D. Using Single-Cell Data into Bioconductor Work Flows • HCABiocTraining

This article explores more direct manipulation of single cell objects and their integration into Seurat, R and Bioconductor work flows. We illustrate the basics of object manipulation provided by existing packages, and then hint at how one might start to work with data ‘outside the box’ provided by these packages. This can be important for both routine (e.g., creating a subset of data based on gene set membership) or advanced (e.g., implementing a new analysis method) tasks. The focus is on Bioconductor’s SingleCellExperiment object becuase of the rich supporting infastructure (e.g., annotation resources or the powerful GenomicRanges infrastructure) within Bioconductor; similar operations can also be accomplished with the Seurat object.

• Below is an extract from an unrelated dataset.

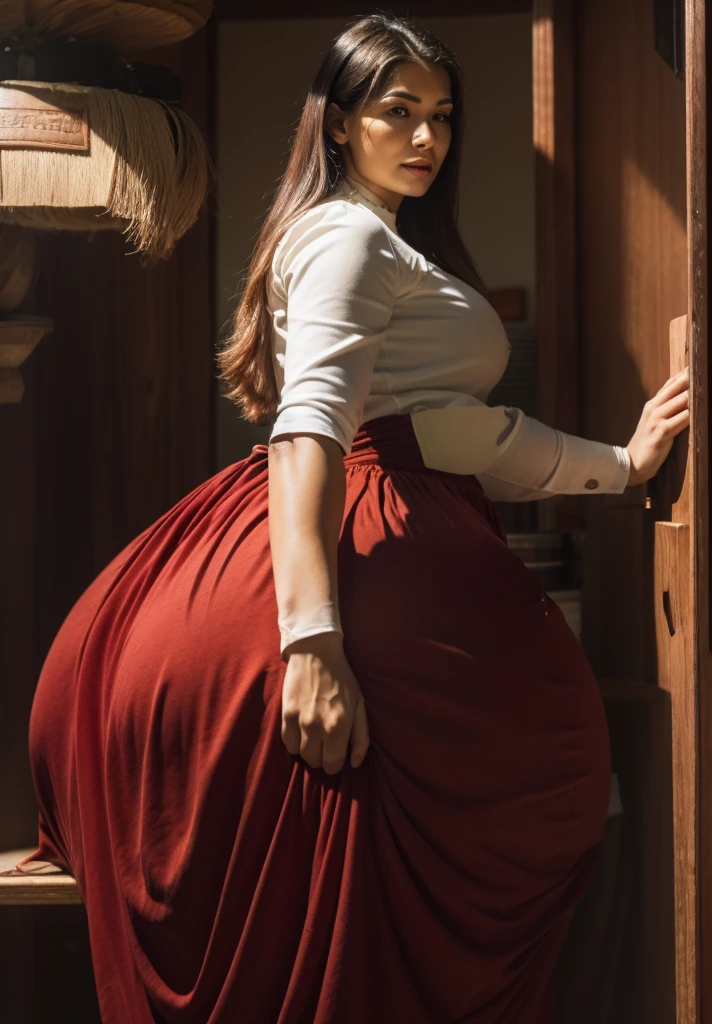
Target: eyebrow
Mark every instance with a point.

We start by loading packages we’ll use today.

library(HCABiocTraining)

## single cell data representation in R
library(Seurat)               # Seurat representation
library(SingleCellExperiment) # Bioconductor representation

## data access
library(cellxgenedp)

## general programming tools
library(dplyr)
library(ggplot2)
library(plotly)

We illustrate these steps with data from CELLxGENE retrieved in the previous article. For our own data we would need to proceed from a simple count matrix produced by Cell Ranger (etc.) through careful quality control, normalization, data integration / batch coorrection, etc., as illustrated in a different article.

Exploring Objects

Seurat

Based on Getting Started with Seurat and the Seurat - Guided Clustering Tutorial.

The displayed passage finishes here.